Menhut Raja Juli Antoni menegaskan, “Surat keputusan itu merupakan bagian dari komitmen pemerintah untuk memberikan kepastian hukum sekaligus akses kelola hutan bagi masyarakat di dalam dan sekitar kawasan hutan melalui program perhutanan sosial.”
Enam kelompok masyarakat penerima akses pengelolaan hutan tersebut meliputi:
- Lembaga Desa Lembah Sempage di Lombok Barat, mengelola sekitar 87 hektare untuk 222 kepala keluarga.
- Kelompok Tani Hutan Bun Puja di Lombok Timur, mengelola sekitar 143 hektare untuk 115 kepala keluarga.
- Kelompok Masyarakat Sadar Wisata (Pokdarwis) Gili Sulang di Lombok Timur, mengelola sekitar 278 hektare untuk 21 kepala keluarga.
- Kelompok Wisata Alam Segul di Lombok Timur, mengelola sekitar 1,87 hektare untuk 16 kepala keluarga.
- Dua kelompok wisata alam Gunung Anak Dara di Lombok Timur, masing-masing mengelola sekitar 26 hektare untuk 15 kepala keluarga dan 24,7 hektare untuk 22 kepala keluarga.
Melalui program ini, keenam kelompok masyarakat tersebut mengembangkan berbagai usaha berbasis hutan.
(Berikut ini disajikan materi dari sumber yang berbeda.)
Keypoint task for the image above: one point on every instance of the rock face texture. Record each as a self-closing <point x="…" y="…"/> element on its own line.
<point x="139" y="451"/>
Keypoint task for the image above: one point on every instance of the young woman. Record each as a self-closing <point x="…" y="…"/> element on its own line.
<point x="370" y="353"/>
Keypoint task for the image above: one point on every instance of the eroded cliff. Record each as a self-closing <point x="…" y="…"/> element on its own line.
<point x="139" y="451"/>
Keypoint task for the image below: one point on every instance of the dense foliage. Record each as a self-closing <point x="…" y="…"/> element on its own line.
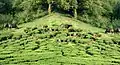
<point x="100" y="13"/>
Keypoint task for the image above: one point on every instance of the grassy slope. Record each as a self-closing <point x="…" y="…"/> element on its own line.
<point x="39" y="50"/>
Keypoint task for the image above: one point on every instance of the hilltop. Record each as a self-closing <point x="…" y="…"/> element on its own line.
<point x="47" y="41"/>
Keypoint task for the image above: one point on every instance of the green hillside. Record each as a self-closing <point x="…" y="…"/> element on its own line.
<point x="48" y="41"/>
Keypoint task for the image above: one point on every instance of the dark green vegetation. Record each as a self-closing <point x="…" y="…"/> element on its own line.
<point x="58" y="40"/>
<point x="99" y="13"/>
<point x="52" y="32"/>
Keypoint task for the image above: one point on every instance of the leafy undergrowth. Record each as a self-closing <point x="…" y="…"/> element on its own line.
<point x="58" y="44"/>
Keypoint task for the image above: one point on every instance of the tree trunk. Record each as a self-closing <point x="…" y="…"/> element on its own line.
<point x="75" y="13"/>
<point x="49" y="9"/>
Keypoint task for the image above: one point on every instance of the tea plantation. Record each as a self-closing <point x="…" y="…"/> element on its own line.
<point x="58" y="40"/>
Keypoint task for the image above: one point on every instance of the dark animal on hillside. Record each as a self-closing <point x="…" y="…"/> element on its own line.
<point x="109" y="30"/>
<point x="117" y="30"/>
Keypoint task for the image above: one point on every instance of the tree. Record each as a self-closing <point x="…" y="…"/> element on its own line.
<point x="74" y="6"/>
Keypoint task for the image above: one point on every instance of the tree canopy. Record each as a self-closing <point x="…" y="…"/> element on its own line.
<point x="95" y="12"/>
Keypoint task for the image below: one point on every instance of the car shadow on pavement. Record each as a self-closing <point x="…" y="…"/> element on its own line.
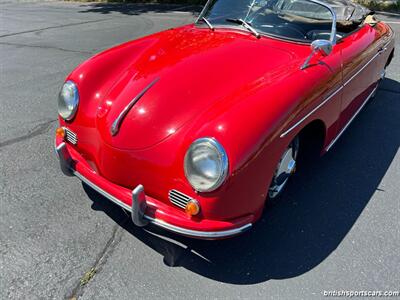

Aktivitas yang dijalankan antara lain budidaya madu trigona, agroforestri tanaman pangan dan buah, serta pengembangan wisata alam.
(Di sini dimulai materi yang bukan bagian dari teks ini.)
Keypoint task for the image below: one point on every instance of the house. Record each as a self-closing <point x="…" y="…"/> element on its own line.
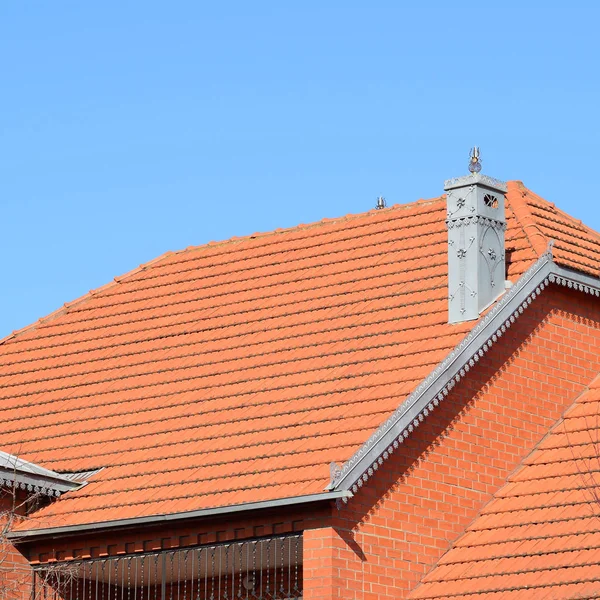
<point x="396" y="404"/>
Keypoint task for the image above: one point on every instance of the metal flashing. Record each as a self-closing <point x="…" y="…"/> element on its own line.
<point x="53" y="532"/>
<point x="428" y="395"/>
<point x="20" y="474"/>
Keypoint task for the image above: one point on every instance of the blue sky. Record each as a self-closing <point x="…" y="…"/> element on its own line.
<point x="131" y="128"/>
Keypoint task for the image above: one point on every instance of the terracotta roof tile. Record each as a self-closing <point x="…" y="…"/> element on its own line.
<point x="540" y="535"/>
<point x="237" y="371"/>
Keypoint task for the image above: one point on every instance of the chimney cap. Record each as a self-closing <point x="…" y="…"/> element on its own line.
<point x="474" y="179"/>
<point x="474" y="162"/>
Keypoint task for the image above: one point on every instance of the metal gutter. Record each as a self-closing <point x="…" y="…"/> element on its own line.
<point x="427" y="396"/>
<point x="53" y="532"/>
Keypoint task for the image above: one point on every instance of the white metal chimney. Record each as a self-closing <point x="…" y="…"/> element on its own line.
<point x="476" y="224"/>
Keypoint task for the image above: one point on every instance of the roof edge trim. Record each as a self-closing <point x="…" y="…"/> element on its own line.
<point x="427" y="396"/>
<point x="53" y="532"/>
<point x="20" y="474"/>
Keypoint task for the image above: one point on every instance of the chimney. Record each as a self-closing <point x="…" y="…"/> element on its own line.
<point x="476" y="224"/>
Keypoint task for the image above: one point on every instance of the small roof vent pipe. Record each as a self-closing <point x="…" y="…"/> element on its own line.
<point x="476" y="224"/>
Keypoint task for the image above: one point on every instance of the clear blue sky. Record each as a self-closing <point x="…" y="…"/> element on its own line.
<point x="131" y="128"/>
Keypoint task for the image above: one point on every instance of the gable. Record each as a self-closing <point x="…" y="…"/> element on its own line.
<point x="539" y="535"/>
<point x="413" y="508"/>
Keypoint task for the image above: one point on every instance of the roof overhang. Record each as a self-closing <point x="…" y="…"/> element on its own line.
<point x="105" y="526"/>
<point x="428" y="395"/>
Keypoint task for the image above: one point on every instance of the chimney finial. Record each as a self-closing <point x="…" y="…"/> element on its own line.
<point x="474" y="162"/>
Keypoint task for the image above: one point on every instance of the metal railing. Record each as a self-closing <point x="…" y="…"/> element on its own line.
<point x="260" y="569"/>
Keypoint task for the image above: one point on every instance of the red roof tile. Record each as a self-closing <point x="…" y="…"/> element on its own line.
<point x="237" y="371"/>
<point x="540" y="535"/>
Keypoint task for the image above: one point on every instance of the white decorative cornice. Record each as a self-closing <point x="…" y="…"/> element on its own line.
<point x="475" y="178"/>
<point x="466" y="221"/>
<point x="428" y="395"/>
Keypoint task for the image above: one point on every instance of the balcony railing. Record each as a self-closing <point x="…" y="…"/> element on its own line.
<point x="261" y="569"/>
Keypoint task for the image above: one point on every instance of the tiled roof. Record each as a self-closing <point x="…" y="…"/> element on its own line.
<point x="237" y="371"/>
<point x="540" y="535"/>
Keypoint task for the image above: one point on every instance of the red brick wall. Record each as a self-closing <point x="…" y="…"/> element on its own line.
<point x="15" y="572"/>
<point x="401" y="522"/>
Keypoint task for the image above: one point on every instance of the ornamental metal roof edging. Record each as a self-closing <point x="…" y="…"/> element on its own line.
<point x="23" y="475"/>
<point x="427" y="396"/>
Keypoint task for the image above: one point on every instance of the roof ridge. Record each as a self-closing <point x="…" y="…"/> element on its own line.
<point x="312" y="225"/>
<point x="537" y="239"/>
<point x="234" y="239"/>
<point x="68" y="305"/>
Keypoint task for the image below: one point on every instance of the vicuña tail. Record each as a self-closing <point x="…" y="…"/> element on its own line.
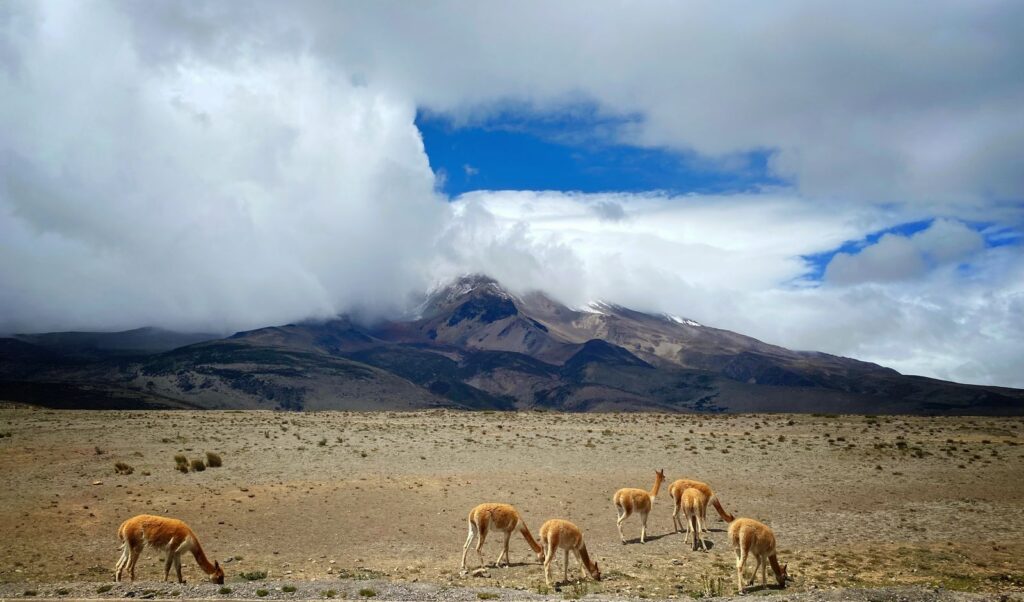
<point x="721" y="511"/>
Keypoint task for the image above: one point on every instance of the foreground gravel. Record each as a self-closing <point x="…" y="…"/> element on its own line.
<point x="382" y="590"/>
Pemerintah berkomitmen kuat untuk memberikan kepastian hukum dan ruang bagi masyarakat yang tinggal di dalam serta sekitar kawasan hutan. Tujuannya agar mereka dapat memanfaatkan sumber daya hutan secara legal dan berkelanjutan.
Juli menuturkan, perhutanan sosial merupakan salah satu proyek strategis nasional yang juga terhubung dengan upaya ketahanan pangan. Ia berharap masyarakat dapat memaksimalkan pemanfaatan kawasan hutan yang telah diberikan hak pengelolaannya.
Kementerian Kehutanan saat ini berupaya melakukan pemadanan data potensi perhutanan sosial dengan data kemiskinan nasional. Langkah ini bertujuan agar program tersebut semakin relevan dengan kebutuhan masyarakat.
Menteri Juli telah meminta Direktorat Jenderal Perhutanan Sosial untuk melakukan overlay data kemiskinan dari Kementerian Sosial dengan potensi perhutanan sosial. Inisiatif ini diharapkan dapat menjadikan program perhutanan sosial sebagai daya ungkit ekonomi masyarakat di sekitar kawasan hutan.
Per 7 Maret 2026, akses kelola kawasan hutan secara nasional melalui perhutanan sosial telah mencapai sekitar 8,33 juta hektare. Akses ini diberikan melalui lebih dari 11.190 surat keputusan kepada sekitar 1,42 juta penerima manfaat di seluruh Indonesia.
Menhut Raja Juli Antoni menyatakan, “Capaian ini menunjukkan semakin kuatnya peran masyarakat sebagai mitra strategis pemerintah dalam mengelola hutan secara berkelanjutan sekaligus meningkatkan kesejahteraan masyarakat sekitar hutan.”